A questo proposito è utile ricordare come, fino agli anni ‘80 del Novecento, vi sia stato un disinteresse quasi totale per la storia degli IMI, sia da parte della storiografia accademica, sia delle istituzioni repubblicane; minima anche l’attenzione dell’opinione pubblica italiana. Gli studi sull’argomento sono diventati gradualmente più consistenti negli ultimi venticinque anni grazie al clima di distensione instauratosi in seguito ai grandi cambiamenti politici avvenuti in Europa centrale e orientale, con la fine dei regimi socialisti, e al conseguente venir meno di quei motivi di opportunità politica che rendevano la storia degli IMI, con la loro difficile collocazione, sconveniente da gestire e da studiare (agli occhi della classe politica dell’Italia post-bellica essi erano uomini che non avevano combattuto né in uniforme con gli Alleati né alla macchia con i partigiani, mentre dagli ex fascisti e dai reduci di guerra erano considerati traditori o imboscati).
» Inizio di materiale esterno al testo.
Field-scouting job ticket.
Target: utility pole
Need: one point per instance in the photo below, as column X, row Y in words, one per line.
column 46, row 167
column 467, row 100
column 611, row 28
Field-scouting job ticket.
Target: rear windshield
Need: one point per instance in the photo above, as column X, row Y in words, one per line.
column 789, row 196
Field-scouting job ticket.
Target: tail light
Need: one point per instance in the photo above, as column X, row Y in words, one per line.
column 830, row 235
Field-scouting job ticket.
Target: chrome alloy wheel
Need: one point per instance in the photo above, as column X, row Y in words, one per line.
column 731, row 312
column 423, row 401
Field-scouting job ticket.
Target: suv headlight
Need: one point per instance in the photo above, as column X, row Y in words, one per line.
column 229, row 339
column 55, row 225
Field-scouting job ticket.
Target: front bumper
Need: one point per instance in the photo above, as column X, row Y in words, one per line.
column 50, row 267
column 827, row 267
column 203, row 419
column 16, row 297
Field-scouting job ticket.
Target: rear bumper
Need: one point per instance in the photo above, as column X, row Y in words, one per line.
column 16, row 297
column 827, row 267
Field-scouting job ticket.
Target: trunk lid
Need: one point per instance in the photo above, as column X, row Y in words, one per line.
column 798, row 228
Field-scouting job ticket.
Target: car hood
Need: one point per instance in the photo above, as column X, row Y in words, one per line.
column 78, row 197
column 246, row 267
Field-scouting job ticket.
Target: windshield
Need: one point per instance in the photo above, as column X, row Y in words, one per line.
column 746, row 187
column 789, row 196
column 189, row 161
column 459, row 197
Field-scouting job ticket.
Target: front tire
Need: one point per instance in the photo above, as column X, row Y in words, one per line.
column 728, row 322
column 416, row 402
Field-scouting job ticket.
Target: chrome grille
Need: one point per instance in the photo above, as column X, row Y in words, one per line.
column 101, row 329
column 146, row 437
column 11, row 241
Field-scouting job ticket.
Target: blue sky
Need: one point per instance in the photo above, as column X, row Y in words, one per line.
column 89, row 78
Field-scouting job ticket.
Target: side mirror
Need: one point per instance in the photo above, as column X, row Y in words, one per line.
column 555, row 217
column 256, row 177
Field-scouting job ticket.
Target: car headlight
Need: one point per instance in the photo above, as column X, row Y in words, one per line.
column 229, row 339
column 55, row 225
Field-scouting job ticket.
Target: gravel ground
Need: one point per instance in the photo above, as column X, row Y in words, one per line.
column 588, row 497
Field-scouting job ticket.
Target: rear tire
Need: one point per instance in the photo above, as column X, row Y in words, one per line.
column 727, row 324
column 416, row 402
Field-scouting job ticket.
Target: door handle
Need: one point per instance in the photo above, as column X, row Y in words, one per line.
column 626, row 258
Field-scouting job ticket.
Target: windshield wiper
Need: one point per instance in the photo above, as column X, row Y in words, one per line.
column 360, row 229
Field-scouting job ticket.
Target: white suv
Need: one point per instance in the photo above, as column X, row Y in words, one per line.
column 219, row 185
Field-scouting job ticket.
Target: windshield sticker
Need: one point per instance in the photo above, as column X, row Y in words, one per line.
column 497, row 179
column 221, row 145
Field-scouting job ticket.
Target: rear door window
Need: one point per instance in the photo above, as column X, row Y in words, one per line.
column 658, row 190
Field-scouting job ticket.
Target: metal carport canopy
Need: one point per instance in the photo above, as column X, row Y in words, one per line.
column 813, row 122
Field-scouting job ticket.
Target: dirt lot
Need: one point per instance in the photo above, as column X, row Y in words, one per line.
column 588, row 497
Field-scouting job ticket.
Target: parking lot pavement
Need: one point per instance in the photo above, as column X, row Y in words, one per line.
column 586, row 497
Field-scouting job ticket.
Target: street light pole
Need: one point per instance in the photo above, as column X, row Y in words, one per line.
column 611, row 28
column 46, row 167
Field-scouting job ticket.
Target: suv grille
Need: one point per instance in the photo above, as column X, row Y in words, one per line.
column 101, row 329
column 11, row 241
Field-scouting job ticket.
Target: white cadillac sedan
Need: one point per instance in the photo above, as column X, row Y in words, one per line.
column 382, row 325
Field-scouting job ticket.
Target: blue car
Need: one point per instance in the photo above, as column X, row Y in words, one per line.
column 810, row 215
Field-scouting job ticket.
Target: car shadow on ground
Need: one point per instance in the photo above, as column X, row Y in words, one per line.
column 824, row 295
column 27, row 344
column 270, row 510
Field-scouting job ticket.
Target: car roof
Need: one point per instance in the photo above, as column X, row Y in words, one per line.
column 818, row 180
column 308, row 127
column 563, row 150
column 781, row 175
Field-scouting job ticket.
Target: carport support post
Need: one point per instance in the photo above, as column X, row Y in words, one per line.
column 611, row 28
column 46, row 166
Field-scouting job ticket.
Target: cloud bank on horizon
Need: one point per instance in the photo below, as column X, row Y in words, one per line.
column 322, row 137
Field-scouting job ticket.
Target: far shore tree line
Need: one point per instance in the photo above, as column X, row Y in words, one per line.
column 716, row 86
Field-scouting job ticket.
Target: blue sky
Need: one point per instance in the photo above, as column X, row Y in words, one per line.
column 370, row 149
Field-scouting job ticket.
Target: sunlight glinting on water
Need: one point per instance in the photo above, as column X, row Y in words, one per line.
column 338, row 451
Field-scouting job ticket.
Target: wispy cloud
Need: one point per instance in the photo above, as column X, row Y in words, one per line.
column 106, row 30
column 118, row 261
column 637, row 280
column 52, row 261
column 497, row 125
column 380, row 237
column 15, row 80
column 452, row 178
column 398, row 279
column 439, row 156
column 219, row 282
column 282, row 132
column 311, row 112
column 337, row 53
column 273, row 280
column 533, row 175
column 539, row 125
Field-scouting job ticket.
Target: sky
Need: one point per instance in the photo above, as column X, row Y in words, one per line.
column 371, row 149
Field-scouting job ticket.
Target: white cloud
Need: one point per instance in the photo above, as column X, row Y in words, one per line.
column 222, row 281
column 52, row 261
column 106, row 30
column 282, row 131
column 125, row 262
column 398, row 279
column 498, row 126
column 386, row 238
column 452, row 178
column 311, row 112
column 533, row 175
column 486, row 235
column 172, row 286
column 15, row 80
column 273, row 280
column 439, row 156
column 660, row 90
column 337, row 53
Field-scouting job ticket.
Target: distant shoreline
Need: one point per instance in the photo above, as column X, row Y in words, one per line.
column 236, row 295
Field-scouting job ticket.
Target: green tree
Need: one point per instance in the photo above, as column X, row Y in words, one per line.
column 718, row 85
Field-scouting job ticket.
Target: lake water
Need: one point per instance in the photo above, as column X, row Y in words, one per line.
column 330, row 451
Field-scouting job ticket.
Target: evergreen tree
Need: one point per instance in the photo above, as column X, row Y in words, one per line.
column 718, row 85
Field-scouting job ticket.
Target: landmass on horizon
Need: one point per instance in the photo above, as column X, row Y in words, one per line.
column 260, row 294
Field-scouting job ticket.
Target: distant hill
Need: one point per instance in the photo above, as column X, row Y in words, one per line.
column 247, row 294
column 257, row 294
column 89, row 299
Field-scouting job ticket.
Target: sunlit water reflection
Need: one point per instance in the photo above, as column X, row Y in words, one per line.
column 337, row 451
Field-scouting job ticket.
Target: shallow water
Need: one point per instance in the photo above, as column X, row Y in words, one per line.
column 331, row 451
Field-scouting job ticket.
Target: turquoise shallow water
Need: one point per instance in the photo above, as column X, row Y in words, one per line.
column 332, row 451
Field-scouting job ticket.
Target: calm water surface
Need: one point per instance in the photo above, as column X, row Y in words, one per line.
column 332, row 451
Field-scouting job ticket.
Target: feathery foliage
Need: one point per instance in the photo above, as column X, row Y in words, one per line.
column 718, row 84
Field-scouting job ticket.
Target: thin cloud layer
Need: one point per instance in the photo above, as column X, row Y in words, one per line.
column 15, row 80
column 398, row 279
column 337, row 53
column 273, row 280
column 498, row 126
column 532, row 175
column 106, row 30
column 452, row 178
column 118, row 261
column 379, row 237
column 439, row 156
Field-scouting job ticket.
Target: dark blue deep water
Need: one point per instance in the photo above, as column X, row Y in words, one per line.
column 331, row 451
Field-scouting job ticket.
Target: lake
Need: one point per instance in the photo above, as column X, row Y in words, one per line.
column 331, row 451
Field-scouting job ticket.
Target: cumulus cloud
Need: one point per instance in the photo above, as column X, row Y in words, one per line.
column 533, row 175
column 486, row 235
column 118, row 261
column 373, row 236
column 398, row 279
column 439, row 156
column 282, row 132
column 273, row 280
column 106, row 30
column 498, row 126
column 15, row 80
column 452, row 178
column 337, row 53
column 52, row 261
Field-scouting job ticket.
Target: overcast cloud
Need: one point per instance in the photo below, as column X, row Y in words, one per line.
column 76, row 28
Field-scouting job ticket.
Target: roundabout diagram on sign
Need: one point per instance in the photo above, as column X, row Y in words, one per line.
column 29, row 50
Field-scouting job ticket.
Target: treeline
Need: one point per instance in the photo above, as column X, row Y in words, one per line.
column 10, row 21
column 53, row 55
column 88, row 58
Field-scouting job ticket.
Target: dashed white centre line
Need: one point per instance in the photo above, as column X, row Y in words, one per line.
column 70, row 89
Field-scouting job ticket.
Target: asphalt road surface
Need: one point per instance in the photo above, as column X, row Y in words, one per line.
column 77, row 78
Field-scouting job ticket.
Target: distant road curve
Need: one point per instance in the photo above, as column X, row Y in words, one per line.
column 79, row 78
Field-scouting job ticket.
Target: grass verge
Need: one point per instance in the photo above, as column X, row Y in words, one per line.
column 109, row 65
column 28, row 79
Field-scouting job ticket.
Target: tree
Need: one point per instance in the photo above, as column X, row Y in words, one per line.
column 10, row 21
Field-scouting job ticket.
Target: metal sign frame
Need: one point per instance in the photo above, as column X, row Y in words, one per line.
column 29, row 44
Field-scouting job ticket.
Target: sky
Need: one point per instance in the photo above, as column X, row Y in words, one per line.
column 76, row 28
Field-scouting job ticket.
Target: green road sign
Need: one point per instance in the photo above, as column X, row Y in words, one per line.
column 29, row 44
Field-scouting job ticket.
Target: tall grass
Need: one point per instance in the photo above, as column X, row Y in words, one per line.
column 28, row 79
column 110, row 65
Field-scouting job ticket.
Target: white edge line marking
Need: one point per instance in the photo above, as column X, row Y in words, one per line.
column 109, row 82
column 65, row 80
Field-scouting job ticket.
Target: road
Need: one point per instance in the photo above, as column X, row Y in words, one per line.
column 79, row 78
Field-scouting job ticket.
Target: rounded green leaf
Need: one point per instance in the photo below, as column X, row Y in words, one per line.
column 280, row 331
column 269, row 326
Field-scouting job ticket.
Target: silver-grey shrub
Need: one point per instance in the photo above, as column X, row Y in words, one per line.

Il disgelo politico e i buoni rapporti instauratisi tra le nazioni sotto la comune bandiera dell’Unione europea hanno inoltre reso possibile l’apertura di molti archivi civili e militari, permettendo uno studio più documentato, e perciò più rigoroso, dei fatti.
Il silenzio sulla storia degli IMI ha riguardato anche le fonti private: alcuni ex IMI hanno scritto e pubblicato della loro esperienza di prigionia; altri si sono affidati alla testimonianza orale resa a familiari e amici, necessariamente meno attendibile di quella scritta. Ma la maggior parte di essi ha scelto il silenzio, decidendo di elaborare in solitudine la propria esperienza, che è rimasta così parte dell’ambito della vita privata. È questo anche il caso di Luigi Giuntini, che ha lasciato il suo diario chiuso in un cassetto per mezzo secolo, e solo in anni recenti ha deciso di metterlo a disposizione della ricerca storica.

Questa ricerca è divisa in due parti che si integrano a vicenda.
La prima parte dà il quadro di riferimento nel quale si inserisce l’esperienza di prigionia descritta nel diario. È qui ricostruita la storia degli IMI nei suoi aspetti generali, ponendo attenzione anche ai fatti antecedenti la prigionia e che ne costituirono la premessa, in particolare il periodo denso di avvenimenti che va dal 25 luglio, con la caduta di Mussolini, all’8 settembre 1943, giorno dell’armistizio tra Italia e Alleati. Sulla storia degli IMI restano fondamentali le vaste e documentate opere, ampiamente utilizzate in questa parte, di G. Schreiber e G. Hammermann, le uniche, a oggi, a carattere generale specificamente dedicate all’argomento, integrate da un buon numero di altri contributi particolari, alcuni di autori italiani. Nel complesso la bibliografia sull’argomento non è ricca, ma comunque sufficientemente accurata e documentata da permettere una buona ricostruzione dei fatti. Si è poi utilizzata in appoggio altra più consistente bibliografia, trattante numerosi e vari aspetti del periodo storico in oggetto collegati alla storia degli IMI o utili per meglio comprenderla.
La seconda parte della ricerca è interamente dedicata al diario: esso viene presentato e confrontato con alcune opere memorialistiche scritte da ex internati; segue l’analisi di un consistente numero di sue pagine, riportate direttamente e commentate, scelte tra le moltissime ritenute, a giudizio dell’autore di questa ricerca, particolarmente interessanti per la loro capacità di evidenziare i molti e complessi aspetti della vita in prigionia (le condizioni di vita nei campi, il lavoro coatto, i rapporti tra internati e tedeschi, per citarne solo alcuni), essendo impossibile, per ragioni di spazio, riportare l’opera nella sua interezza come avrebbe meritato, viste la costanza e la cura con le quali è stata scritta. In questa seconda parte si vuole passare dalla dimensione collettiva a quella personale della storia, attraverso l’esperienza dell’internato Luigi Giuntini, che narra, giorno dopo giorno, la sua vita di prigioniero e lavoratore forzato in un paese straniero e ostile, in balia di persone ed eventi che non può controllare, fino al giorno della liberazione.